Enquanto os bancos tradicionais continuam a cobrar taxas por cada movimento de fundos e a exigir documentos para as operações mais simples, o Ethereum acaba de comemorar um marco importante: o número de carteiras não vazias ultrapassou os 200 milhões. Isto não é apenas um número de um relatório — são milhões de pessoas que decidiram guardar o seu valor não numa conta bancária, mas no seu próprio cofre digital.
Uma carteira não vazia é um endereço na rede Ethereum que contém pelo menos uma quantia mínima. De acordo com dados de 29 de julho de 2026, o número desses endereços ultrapassou os duzentos milhões. O crescimento acelerou nos últimos anos: as pessoas usam a rede não apenas para especulação, mas também para transferências sem intermediários, participação em finanças descentralizadas e armazenamento de ativos indisponíveis em bancos comuns.

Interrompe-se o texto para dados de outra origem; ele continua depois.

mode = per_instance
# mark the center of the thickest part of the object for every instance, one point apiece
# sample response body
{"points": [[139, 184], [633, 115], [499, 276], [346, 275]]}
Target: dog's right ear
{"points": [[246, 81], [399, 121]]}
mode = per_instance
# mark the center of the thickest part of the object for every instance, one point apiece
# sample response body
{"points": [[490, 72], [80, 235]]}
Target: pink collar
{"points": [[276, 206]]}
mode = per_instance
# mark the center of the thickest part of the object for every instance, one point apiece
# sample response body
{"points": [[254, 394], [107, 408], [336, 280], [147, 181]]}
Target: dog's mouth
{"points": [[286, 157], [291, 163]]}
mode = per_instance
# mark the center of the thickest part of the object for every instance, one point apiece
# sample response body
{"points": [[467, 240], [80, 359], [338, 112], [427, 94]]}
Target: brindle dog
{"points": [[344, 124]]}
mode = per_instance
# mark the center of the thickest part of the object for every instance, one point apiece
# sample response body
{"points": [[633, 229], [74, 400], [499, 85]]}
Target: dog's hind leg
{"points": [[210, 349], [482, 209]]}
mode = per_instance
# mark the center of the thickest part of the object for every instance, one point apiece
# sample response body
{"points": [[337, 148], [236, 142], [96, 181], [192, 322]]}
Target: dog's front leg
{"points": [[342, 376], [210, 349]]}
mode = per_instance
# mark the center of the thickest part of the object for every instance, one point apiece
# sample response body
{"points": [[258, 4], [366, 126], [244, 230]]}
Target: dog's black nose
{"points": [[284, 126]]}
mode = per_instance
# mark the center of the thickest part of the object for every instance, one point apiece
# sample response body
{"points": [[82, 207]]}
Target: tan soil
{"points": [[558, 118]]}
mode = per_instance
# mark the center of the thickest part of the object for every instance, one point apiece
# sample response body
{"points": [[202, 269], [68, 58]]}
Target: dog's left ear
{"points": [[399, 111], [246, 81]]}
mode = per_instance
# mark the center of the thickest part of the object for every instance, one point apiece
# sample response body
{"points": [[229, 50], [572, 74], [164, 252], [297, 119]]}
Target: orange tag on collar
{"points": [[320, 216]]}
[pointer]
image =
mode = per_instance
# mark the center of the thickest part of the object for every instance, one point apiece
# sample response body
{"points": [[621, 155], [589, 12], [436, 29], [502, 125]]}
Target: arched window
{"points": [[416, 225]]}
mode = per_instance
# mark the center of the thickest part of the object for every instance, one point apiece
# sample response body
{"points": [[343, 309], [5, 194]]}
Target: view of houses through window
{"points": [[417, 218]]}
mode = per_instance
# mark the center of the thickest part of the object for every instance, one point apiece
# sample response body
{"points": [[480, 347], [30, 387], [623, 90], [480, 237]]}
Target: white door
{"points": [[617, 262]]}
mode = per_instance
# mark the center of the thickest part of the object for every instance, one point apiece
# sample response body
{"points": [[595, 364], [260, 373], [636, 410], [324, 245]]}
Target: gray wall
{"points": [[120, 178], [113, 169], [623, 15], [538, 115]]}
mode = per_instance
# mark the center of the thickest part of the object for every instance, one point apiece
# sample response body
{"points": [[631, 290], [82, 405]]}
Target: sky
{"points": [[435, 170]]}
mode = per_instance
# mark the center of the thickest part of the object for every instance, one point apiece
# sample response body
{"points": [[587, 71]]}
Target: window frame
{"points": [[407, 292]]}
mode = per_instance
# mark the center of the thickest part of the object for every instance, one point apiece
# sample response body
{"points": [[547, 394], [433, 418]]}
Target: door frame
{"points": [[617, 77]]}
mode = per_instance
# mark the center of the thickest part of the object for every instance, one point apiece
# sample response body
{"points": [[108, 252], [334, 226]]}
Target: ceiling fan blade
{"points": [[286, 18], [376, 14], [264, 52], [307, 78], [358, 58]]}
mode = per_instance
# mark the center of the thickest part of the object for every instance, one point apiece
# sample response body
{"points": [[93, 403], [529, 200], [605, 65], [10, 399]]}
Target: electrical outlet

Por trás desta estatística está uma mudança de hábitos. Anteriormente, o dinheiro existia como registos nos servidores de bancos e governos. Agora, cada vez mais pessoas preferem controlar as suas próprias chaves. Isso é especialmente perceptível em países com moeda instável ou acesso limitado a serviços financeiros: uma carteira Ethereum funciona 24 horas por dia, 7 dias por semana, sem fins de semana e sem aprovação de terceiros.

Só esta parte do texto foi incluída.